End-to-end Optimization of Constellation Shaping for Wiener Phase Noise Channels with a Differentiable Blind Phase Search

TL;DR

This paper introduces a differentiable blind phase search algorithm integrated into an end-to-end optimization framework for constellation shaping, enhancing spectral efficiency in optical communication systems affected by phase noise.

Contribution

It develops a differentiable version of the blind phase search algorithm and demonstrates improved constellation shaping for phase noise channels.

Findings

Improved spectral efficiency by at least 0.1 bit/symbol over square QAM.

Achieved better performance than previous geometric-only shaping methods.
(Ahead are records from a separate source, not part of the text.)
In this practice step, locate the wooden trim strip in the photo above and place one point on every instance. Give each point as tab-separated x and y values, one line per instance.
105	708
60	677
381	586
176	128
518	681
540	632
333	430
Enhanced robustness and pilot-free operation in 64-ary systems.

Abstract

As the demand for higher data throughput in coherent optical communication systems increases, we need to find ways to increase capacity in existing and future optical communication links. To address the demand for higher spectral efficiencies, we apply end-to-end optimization for joint geometric and probabilistic constellation shaping in the presence of Wiener phase noise and carrier phase estimation. Our approach follows state-of-the-art bitwise auto-encoders, which require a differentiable implementation of all operations between transmitter and receiver, including the DSP algorithms. In this work, we show how to modify the ubiquitous blind phase search (BPS) algorithm, a popular carrier phase estimation algorithm, to make it differentiable and include it in the end-to-end constellation shaping. By leveraging joint geometric and probabilistic constellation shaping, we are able to obtain a robust and pilot-free modulation scheme improving the performance of 64-ary communication systems by at least 0.1bit/symbol compared to square QAM constellations with neural demappers and by 0.05 bit/symbol compared to previously presented approaches applying only geometric constellation shaping.